2. in this situation I think neither the "two-gauged" nor the DIR diver is better off. Both have to rely on what they know about their experience.

Yet my point goes rather to the coverage of unexpected and streneous situations when one is distracted from glancing at the SPG due to problem solving for some time. If you carry one SPG you have to check it prior to valve closing and also when you have closed it. Only then you have a good guess about what is left. So much about task loads....
 
VeniVidi:
Yet my point goes rather to the coverage of unexpected and streneous situations when one is distracted from glancing at the SPG due to problem solving for some time. If you carry one SPG you have to check it prior to valve closing and also when you have closed it. Only then you have a good guess about what is left. So much about task loads....
So...You have had an equipment malfucntion..Your left post is off...you have aborted the dive...and then you get "trapped" (or some other issue)

You either have enough gas or not...having a second SPG doesn't help you in anyway.
 
JeffG:
He said mainfolded doubles...So he assumed correctly (Hence..the rest of his post was valid)

OOPS. My apologies. Mea culpa maxima. Your assumption is correct it is a dual-orifice, isolation manifold.


JeffG:
How does two SPG's help in this situation?

This refers to when one has successfully tackled the problem (including valve shutting), used up a lot of air and needs to regain information about the current situation. One needs unexpected (not unanticipated) resources when all senses are distracted.
 
VeniVidi:
Hi Uncle Pug

1. This is where the (gas) planning comes in, by which one "knows" how much is left. I agree so far with all the responses that nothing can be replaced by experience and that it is sometimes advisable to be approximately right than precisely wrong. For safety's sake I would abort the dive.

2. in this situation I think neither the "two-gauged" nor the DIR diver is better off. Both have to rely on what they know about their experience.
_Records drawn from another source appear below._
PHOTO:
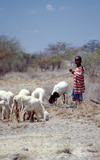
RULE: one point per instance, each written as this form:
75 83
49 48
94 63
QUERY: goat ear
56 94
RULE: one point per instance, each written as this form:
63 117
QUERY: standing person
79 86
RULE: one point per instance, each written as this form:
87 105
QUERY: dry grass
30 80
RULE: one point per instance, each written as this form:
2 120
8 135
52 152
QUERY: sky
38 23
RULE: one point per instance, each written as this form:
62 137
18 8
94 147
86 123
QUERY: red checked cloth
79 86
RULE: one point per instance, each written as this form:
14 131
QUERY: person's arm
70 70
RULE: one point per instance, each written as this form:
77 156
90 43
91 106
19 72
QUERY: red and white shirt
79 86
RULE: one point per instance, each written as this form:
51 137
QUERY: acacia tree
10 51
91 46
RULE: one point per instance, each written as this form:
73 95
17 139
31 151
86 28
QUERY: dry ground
70 133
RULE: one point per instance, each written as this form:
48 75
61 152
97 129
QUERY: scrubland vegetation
70 133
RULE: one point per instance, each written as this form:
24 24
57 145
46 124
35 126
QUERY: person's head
78 60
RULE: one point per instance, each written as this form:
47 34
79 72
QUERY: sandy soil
70 133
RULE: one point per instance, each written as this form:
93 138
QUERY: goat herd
25 103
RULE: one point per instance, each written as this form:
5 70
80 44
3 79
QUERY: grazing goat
4 106
17 103
59 89
7 97
35 105
39 93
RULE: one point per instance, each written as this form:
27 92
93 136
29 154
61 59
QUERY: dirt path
59 138
70 134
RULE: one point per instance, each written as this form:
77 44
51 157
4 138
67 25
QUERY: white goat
39 93
4 106
35 105
7 97
17 103
59 89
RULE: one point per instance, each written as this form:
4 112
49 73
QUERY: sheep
39 93
17 103
4 106
35 105
24 92
7 97
59 89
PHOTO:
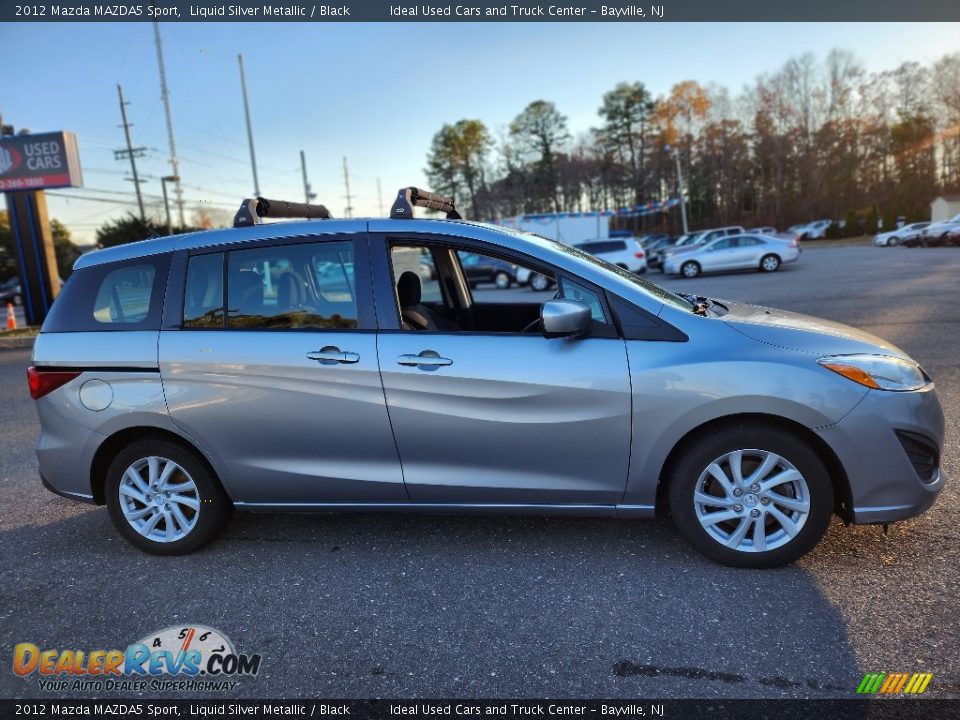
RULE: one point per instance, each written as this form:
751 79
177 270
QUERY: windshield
646 286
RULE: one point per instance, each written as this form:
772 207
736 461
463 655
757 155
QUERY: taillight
44 382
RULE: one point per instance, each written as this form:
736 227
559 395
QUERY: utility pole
166 203
348 211
308 196
683 203
246 112
131 152
165 96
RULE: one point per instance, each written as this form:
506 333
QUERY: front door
284 391
488 413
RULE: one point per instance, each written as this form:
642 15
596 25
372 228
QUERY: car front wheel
751 497
163 499
770 263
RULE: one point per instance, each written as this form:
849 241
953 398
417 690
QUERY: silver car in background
311 366
735 252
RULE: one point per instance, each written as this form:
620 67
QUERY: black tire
698 455
770 263
215 506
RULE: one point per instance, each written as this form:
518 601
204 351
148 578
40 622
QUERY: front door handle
331 355
426 360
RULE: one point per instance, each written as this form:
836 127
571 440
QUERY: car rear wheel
163 499
769 263
539 282
751 497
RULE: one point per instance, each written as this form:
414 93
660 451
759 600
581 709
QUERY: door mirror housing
565 318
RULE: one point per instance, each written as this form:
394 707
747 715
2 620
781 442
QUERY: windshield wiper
698 303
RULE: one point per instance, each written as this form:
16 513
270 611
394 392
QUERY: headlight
880 372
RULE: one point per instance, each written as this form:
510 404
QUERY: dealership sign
38 162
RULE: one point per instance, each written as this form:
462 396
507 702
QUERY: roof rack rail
409 197
252 209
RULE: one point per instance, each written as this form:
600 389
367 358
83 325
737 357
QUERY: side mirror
565 318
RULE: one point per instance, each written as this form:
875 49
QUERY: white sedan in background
898 236
735 252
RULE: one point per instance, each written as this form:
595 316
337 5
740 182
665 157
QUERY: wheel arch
117 441
838 475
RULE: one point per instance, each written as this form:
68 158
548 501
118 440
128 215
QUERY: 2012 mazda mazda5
333 365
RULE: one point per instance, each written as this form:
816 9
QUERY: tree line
814 139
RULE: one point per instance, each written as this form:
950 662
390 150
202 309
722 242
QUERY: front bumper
884 485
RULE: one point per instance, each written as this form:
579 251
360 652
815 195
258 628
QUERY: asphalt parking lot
438 606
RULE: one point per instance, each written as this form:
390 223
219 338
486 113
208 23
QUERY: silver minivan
311 366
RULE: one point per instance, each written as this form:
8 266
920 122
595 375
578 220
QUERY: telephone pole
346 181
131 152
308 196
246 112
165 96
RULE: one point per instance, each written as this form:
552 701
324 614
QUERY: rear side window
203 296
126 295
309 286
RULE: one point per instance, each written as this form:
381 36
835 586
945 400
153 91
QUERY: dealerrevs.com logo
177 658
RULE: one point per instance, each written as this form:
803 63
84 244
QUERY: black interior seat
415 314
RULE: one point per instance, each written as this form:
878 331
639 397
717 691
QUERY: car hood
804 333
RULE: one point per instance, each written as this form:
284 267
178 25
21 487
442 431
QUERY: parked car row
734 252
10 292
922 234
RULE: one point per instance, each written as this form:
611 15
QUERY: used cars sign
37 162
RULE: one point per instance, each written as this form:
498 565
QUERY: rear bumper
884 485
65 452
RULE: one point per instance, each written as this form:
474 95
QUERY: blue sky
373 92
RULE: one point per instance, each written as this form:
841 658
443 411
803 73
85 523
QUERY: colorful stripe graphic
894 683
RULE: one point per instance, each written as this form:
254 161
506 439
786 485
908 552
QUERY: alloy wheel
159 499
751 500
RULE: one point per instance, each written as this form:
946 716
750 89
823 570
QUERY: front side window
308 286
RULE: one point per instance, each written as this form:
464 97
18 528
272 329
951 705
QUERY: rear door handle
331 355
426 360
Yet my point goes rather to the coverage of unexpected and streneous situations when one is distracted from glancing at the SPG due to problem solving for some time. If you carry one SPG you have to check it prior to valve closing and also when you have closed it. Only then you have a good guess about what is left. So much about task loads....
At this point you have the DIR reasoning on why you don't need two SPGs. Your comments and responses haven't done anything to cause that thinking to be revised. "Unexpected and strenuous" situations are at the foundation of the planning process for DIR, but do not require the need for one diver to carry two SPGs.
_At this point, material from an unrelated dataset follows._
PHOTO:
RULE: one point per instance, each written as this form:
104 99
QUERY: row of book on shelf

If you want to use two SPGs on your rig, go ahead. Veni. Vidi. Vici.
 
VeniVidi:
This refers to when one has successfully tackled the problem (including valve shutting), used up a lot of air and needs to regain information about the current situation. One needs unexpected (not unanticipated) resources when all senses are distracted.
Still doesn't help...You either have enough gas or you don't. Either way the dive is done and you head back.